Retirees often have various sources of income, including Social Security, pensions, retirement plans, and more. To avoid IRS penalties, they need to withhold taxes or make quarterly payments. While the quarterly deadlines for estimated taxes in 2024 are set for April 15, June 17, Sept. 16, and Jan. 15, 2025, there is a lesser-known strategy that can help cover taxes and comply with IRS regulations. This strategy involves using withholdings from required minimum distributions (RMDs) to correct missed tax payments.

Experts suggest that retirees can benefit from using RMDs to adjust their tax payments, especially when they sell investments or real estate that generate taxable gains. JoAnn May, a certified financial planner at Forest Asset Management, highlights the usefulness of this approach in managing taxes efficiently. Data from a recent Federal Reserve report shows that a majority of retirees have multiple sources of income, including pensions, interest, dividends, rental income, and earnings from a job. As retirees’ income increases, they may need to withhold more taxes or adjust their withholding amounts accordingly.

Advisors recommend withholding taxes from annual RMDs to cover taxes on all sources of income, typically closer to the end of the year. This strategy not only helps retirees meet their tax obligations but also allows them to receive credit for making tax payments throughout the year. Matthew Saneholtz, Chief Investment Officer and Senior Wealth Advisor at Tobias Financial Advisors, emphasizes the significance of this approach in maintaining a proactive tax strategy.

While estimating taxes for the fourth quarter may be relatively straightforward, it is crucial for retirees to track their income and tax liability throughout the year. This practice can influence other financial planning strategies and help retirees avoid potential issues with their tax payments. Planning RMDs in advance, as suggested by experts like JoAnn May, can provide retirees with the necessary time to address any tax-related concerns and ensure compliance with IRS regulations.

Starting in 2023, retirees must initiate RMDs by the age of 73, with the age increasing to 75 by 2033, as per Secure 2.0 regulations. The annual deadline for RMDs falls on Dec. 31 each year, with a 25% penalty imposed on missed or insufficient withdrawals. For individuals who turn 73, the deadline for their first RMD is extended to April 1 of the following year.
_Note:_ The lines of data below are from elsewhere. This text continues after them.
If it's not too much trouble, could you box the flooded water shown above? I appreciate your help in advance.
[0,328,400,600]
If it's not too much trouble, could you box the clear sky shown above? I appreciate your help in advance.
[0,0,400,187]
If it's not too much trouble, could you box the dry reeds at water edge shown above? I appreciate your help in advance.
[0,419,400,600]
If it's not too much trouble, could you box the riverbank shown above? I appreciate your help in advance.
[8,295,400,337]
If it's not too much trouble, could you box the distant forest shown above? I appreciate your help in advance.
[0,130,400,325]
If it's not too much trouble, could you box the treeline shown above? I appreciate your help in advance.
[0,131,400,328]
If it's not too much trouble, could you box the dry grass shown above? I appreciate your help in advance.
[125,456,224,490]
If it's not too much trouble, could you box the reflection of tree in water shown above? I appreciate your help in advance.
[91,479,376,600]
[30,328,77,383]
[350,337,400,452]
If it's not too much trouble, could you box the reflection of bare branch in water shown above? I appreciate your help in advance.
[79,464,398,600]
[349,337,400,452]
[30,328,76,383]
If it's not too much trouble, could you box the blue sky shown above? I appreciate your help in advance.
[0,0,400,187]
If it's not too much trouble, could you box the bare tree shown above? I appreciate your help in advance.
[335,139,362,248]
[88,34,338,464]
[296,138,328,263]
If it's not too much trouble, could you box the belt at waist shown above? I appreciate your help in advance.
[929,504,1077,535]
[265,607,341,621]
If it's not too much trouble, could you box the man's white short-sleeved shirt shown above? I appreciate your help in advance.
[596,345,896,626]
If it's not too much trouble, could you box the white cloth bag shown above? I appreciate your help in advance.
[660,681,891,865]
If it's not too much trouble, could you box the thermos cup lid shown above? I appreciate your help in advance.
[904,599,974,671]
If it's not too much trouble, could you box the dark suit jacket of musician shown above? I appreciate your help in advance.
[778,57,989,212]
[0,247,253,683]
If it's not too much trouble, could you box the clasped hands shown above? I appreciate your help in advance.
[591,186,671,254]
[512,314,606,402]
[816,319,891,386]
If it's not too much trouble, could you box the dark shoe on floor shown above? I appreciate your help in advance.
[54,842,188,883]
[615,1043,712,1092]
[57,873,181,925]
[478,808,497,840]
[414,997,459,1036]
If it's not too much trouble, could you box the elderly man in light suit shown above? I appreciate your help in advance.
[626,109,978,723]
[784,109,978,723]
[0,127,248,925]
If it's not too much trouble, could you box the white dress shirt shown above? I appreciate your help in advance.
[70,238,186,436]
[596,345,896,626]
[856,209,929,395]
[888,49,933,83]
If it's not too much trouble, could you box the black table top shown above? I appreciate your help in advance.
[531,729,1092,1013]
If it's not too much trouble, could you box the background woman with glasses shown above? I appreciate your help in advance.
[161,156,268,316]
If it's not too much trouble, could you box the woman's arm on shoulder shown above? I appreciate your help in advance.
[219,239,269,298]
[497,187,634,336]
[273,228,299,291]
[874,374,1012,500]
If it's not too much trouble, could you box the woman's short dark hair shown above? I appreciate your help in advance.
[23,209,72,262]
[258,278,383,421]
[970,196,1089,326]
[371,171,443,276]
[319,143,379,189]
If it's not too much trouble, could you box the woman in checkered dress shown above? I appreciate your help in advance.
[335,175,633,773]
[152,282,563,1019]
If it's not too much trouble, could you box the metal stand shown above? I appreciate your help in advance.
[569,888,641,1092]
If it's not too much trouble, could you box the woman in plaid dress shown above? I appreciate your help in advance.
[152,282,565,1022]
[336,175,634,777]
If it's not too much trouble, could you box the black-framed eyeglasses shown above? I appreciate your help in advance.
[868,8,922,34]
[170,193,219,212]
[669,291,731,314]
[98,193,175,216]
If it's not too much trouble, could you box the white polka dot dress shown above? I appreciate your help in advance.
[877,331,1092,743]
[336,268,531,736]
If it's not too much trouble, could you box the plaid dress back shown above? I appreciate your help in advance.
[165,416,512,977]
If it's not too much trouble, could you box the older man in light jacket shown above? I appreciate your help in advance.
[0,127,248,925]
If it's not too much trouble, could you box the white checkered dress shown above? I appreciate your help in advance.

By understanding these deadlines and penalties, retirees can proactively plan their tax payments and avoid unnecessary financial strain.

Leveraging required minimum distributions can be a smart tax strategy for retirees to manage their tax payments effectively and comply with IRS regulations. By utilizing RMDs to cover taxes on various sources of income, retirees can streamline their tax planning process and ensure timely payments throughout the year. Planning ahead, tracking income, and understanding key deadlines are essential components of this tax strategy, helping retirees navigate their financial obligations with confidence and precision.